Yes it was good weekend for us, especially the girl that rides on the back, I'm super proud of her and excited to let others know.
Our stokers all deserve a lot of credit for putting up with us at times.
Personal soapbox being dismantled now.
Last edited by PMK; 11-14-10 at 07:34 PM.
2006 Co-Motion Roadster, flat bars, discs and carbon fibre fork, size 22 / 19
2006 Ventana ECDM full suspension mountain tandem
Some single bikes and a couple of KTM's
And most important, someone special that enjoys them with me (except the KTM's)
"Oh look, a handicapped bike" We ride a recumbent tandem
Trek Fuel XC MTB, Giant OCR Road Bike, Rans Screamer - Tandem
Finally heard a new one (for us)..."Be careful. She is following you way too close".

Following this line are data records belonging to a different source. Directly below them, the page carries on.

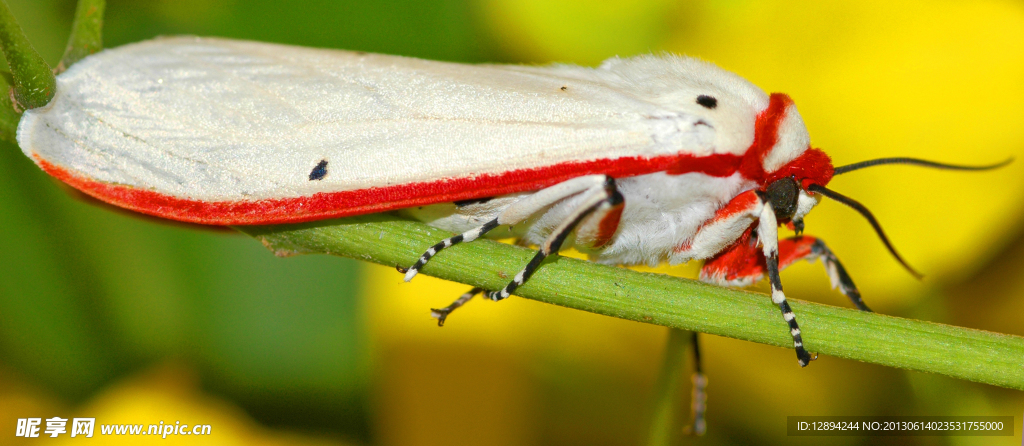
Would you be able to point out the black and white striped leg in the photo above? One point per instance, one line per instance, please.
(441, 313)
(517, 212)
(602, 197)
(779, 299)
(838, 275)
(698, 403)
(469, 235)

Most awkward was when some teenagers in a rural village in the Czech Republic asked. Given their likely standard of living at the time, I made up some low price in euros (like 800 euros or something) and left it at that. Even that price seemed to amaze them.
What I jokingly used to say to roadies on our normal route, when they would pass us on one particular hill: "There's no glory in passing a tandem with a baby trailer going uphill!"
I used to do a ride before I got the Tandem on a solo. 100 miles offroad and 10,000ft of climbing. Probably the hardest 1 day ride offroad in the UK. Then in 2003 we did it on the Tandem. It was pointed out by the organisor that although many Tandems had started in previous years- no tandem had ever completed the ride. Nothing like boosting your confidence. And we did finish the ride by the way- First Tandem to complete the organised 100 miler.
But that first year and on the second to last climb-We caught a group of riders going up. They looked shattered but the pilot started talking to the last rider as he drew along side him. The other rider was moaning that it was about time he gave up these long rides- he was getting too old. Then he mentioned- Did you see those old riders on the tandem. They have no chance of finishing so he could not see why they entered. He reckoned the two riders were over 40 and the old one on the back must have been 50 at least. I then piped up that the Tandem was still going and the stoker was 55. He then realised another rider was there and looked back to see the Tandem. Red faced did not come into it--but we could not stop laughing.
How long was I in the army? Five foot seven.
We were climbing Glendora Mountain Road in southern California shortly after a mountain lion sighting in the local news.
Another rider in the group joked about how excited a mountain lion must get when it sees a tandem... "Shish kebob!"